The Ebola virus is spread from person to person through bodily fluids, and a healthy person can contract the virus by coming into contact with an infected person's blood or secretions or by touching surfaces (like clothing or bedding) containing these fluids.

The largest outbreak of Ebola began in West Africa in 2014. When the outbreak ended in 2016, approximately 11,325 people had died in the outbreak, with 28,652 suspected and confirmed cases of the virus reported, according to the CDC. In August 2018, the Democratic Republic of Congo announced an outbreak of Ebola in its northern province of Kivu. That outbreak, which has infected 3,428 people and killed 2,246 as of February 2020, is still ongoing. A vaccination for close contacts of Ebola patients, called rVSV-ZEBOV, was approved in 2019.

Variant Creutzfeldt-Jakob disease

Its name is not the only complicated thing about variant Creutzfeldt-Jakob disease, or vCJD. This rare and fatal disease is, as its name implies, a variant of Creutzfeldt-Jakob disease (CJD). It's classified as a Transmissible Spongiform Encephalopathy (TSE) — transmissible because it can be spread from cattle to humans and spongiform because it causes a characteristic "spongy" degeneration of brain tissue.

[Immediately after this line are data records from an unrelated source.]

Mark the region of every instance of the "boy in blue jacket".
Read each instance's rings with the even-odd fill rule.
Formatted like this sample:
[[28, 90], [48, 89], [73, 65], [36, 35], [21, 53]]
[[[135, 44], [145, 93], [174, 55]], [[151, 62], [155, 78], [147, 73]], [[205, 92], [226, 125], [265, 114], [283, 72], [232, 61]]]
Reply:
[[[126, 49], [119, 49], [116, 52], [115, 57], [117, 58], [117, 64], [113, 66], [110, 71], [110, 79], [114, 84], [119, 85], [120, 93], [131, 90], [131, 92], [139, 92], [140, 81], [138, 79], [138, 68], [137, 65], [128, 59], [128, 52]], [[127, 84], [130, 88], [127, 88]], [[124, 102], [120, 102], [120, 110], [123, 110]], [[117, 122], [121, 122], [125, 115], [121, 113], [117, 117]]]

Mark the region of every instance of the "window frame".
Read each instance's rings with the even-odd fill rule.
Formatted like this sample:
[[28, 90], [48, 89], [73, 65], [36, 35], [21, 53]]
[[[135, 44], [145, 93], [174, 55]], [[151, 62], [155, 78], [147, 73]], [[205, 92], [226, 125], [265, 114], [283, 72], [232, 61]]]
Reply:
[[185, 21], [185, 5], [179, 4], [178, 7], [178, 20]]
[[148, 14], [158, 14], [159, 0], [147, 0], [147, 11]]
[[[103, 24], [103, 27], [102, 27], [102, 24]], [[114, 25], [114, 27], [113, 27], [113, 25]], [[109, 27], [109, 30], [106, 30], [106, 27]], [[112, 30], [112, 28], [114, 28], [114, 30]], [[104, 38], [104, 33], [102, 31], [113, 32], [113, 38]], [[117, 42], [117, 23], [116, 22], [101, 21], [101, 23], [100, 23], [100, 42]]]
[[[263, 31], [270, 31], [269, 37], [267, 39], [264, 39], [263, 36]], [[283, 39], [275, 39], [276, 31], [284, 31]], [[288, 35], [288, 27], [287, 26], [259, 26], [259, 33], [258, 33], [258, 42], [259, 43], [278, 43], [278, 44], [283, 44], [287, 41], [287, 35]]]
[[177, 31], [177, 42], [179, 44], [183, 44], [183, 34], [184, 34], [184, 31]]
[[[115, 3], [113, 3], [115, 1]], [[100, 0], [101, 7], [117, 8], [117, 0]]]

Humans can get vCJD when they eat beef from cows with Bovine Spongiform Encephalopathy (BSE), a disease similar to vCJD that occurs in cattle. Between 1996 and March 2011, approximately 225 cases of vCJD were reported in the United Kingdom and several other countries. Before 1996, scientists didn't know that people could acquire CJD from eating meat contaminated with BSE. Most people who had the disease prior to then acquired it sporadically or because of a particular gene mutation linked to the disease. And about 5 percent of all reported cases resulted from accidental transmission of the disease via contaminated surgical equipment or certain eye and brain tissue transplants.

Individuals infected with vCJD tend to be younger than those infected with CJD. The median age of people with vCJD is 28, whereas that for CJD patients is 68, according to the WHO. Those with the variant version of the disease tend to exhibit psychiatric symptoms, including depression, apathy or anxiety.

Marburg

Marburg virus belongs to the Filovirus family of viruses, whose defining characteristic are the filamentous shapes of the viral particles. The disease it causes, Marburg virus disease (MVD), is spread from person to person through bodily fluids, much like Ebola. Marburg virus has other things in common with Ebola, as well. It's transferred to humans by fruit bats belonging to the Pteropodidae family, and it can cause viral hemorrhagic fever in some patients.

Marburg virus was first identified in Germany in 1967 after lab workers who had handled infected monkeys imported from Uganda became sick with the virus, according to the WHO. Monkeys, like humans, can be infected with Marburg virus. Fruit bats, however, aren’t sickened by the Marburg virus (or the Ebola virus); they are simply reservoirs or hosts of the virus.